Key Points in the Physical Examination
• The swelling in caput succedaneum crosses suture lines because it is above the cranium in the subcutaneous tissue.
• The scalp with a caput succedaneum, unlike with a cephalohematoma, tends to have pitting edema.
• A caput succedaneum may be associated with a “halo scalp ring” of alopecia as a result of prolonged pressure of the scalp against the cervical os.
• Cephalohematomas are tense and do not extend across suture lines because they are limited by the boundaries of the periosteum.
• Skull fractures may underlie a cephalohematoma, but can be difficult to detect on physical examination.
• A cephalohematoma may leave a palpable calcification upon the skull as it resolves, which is typically small and nontender.
• There is no discoloration of the scalp with a cephalohematoma unless there is an overlying caput or bruising in the subcutaneous tissue.
• Subgaleal hematomas are fluctuant masses that cross suture lines, may be associated with a fluid wave or ecchymoses behind the ear, and may extend to other areas of the scalp.
• The ecchymoses associated with caput succedaneum and the bleeding seen with cephalohematomas and subgaleal hematomas can contribute to neonatal jaundice.
• Cranial meningoceles and encephaloceles are pulsatile midline masses that may present as cyst-like structures or a small sac with a pedunculated stalk. They will both transilluminate with a light, and neural tissue may be seen with an encephalocele.
PHOTOGRAPHS OF SELECTED DIAGNOSES
Figure 2-1 Molding. Note the superior and posterior displacement of the skull bones. (Courtesy of Joseph Piatt, MD.)
Figure 2-2 Caput succedaneum. Caput succedaneum shows pitting on pressure. (Used with permission from O’Doherty N. Atlas of the Newborn. Philadelphia, PA: JB Lippincott Co.; 1979:136.)
Figure 2-3 Caput succedaneum. Large soft swelling over the vertex, not confined to suture lines. (Courtesy of the late Peter Sol, MD.)
Figure 2-4 Cephalohematoma. Note the swelling over the right parietal area. (Used with permission from Fletcher MA. Physical Diagnosis in Neonatology. Philadelphia, PA: Lippincott–Raven Publishers; 1998:185.)
Figure 2-5 Cephalohematoma. Well-demarcated swelling over the left parietal bone. (Courtesy of the late Peter Sol, MD.)
Figure 2-6 Cephalohematoma. Note the prominence of the left parieto-occipital area in this newborn with a cephalohematoma. (Courtesy of Esther K. Chung, MD, MPH.)
Figure 2-7 Subgaleal hematoma. Discoloration and swelling extends across suture lines onto the neck, even onto the ear, causing protuberance of the pinna. (Used with permission from Fletcher MA. Physical Diagnosis in Neonatology. Philadelphia, PA: Lippincott–Raven Publishers; 1998:185.)
Figure 2-8 Ecchymosis after subgaleal hemorrhage. The bilateral location of this blood collection away from the site of forceps application suggests a wide area of involvement typical of a moderately large subgaleal hematoma. (Used with permission from Fletcher MA. Physical Diagnosis in Neonatology. Philadelphia, PA: Lippincott–Raven Publishers; 1998:128.)
Other Diagnoses to Consider
• Skull fractures
• Porencephalic or leptomeningeal cyst
When to Consider Further Evaluation or Treatment
• A cephalohematoma with an accompanying skull fracture should be referred to neurosurgery, and neuroimaging should be considered, particularly if the fracture is depressed.

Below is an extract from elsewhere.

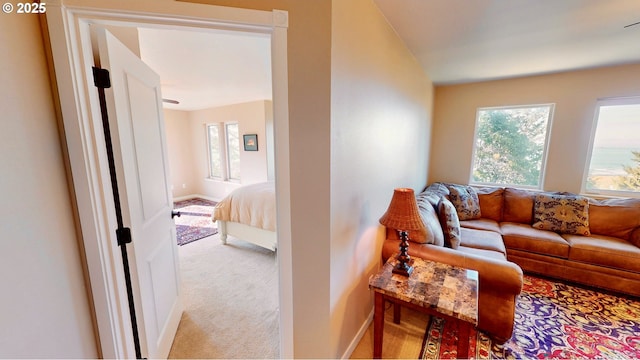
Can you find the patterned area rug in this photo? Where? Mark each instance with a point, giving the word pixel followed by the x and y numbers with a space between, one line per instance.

• Cephalohematomas, subgaleal hematomas, and caput succedanea may be complicated by anemia or jaundice severe enough to require phototherapy or blood transfusions.

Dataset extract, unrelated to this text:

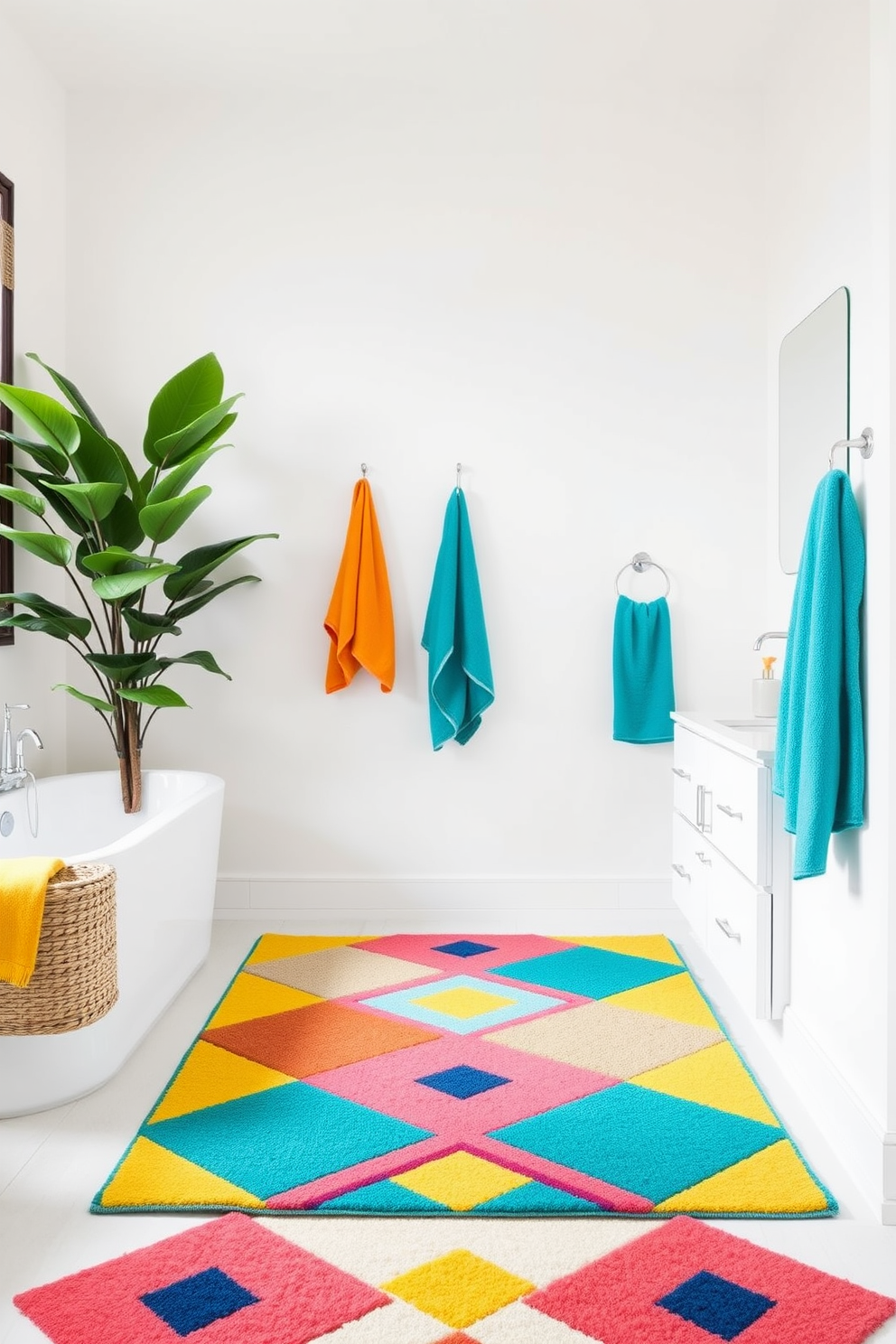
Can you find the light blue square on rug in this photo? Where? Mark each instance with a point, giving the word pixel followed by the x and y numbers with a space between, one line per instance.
pixel 590 972
pixel 641 1140
pixel 273 1140
pixel 402 1003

• Subgaleal hematomas require observation in a neonatal ICU for progressive enlargement and associated anemia, hypovolemia, shock, or jaundice.
• If a cranial meningocele is a consideration, an x-ray must be done to confirm if there is a skull defect, and additional neuroimaging should be pursued to evaluate for associated complications.
• If a cranial encephalocele is a consideration, prompt neurosurgical consultation should be arranged for possible decompression.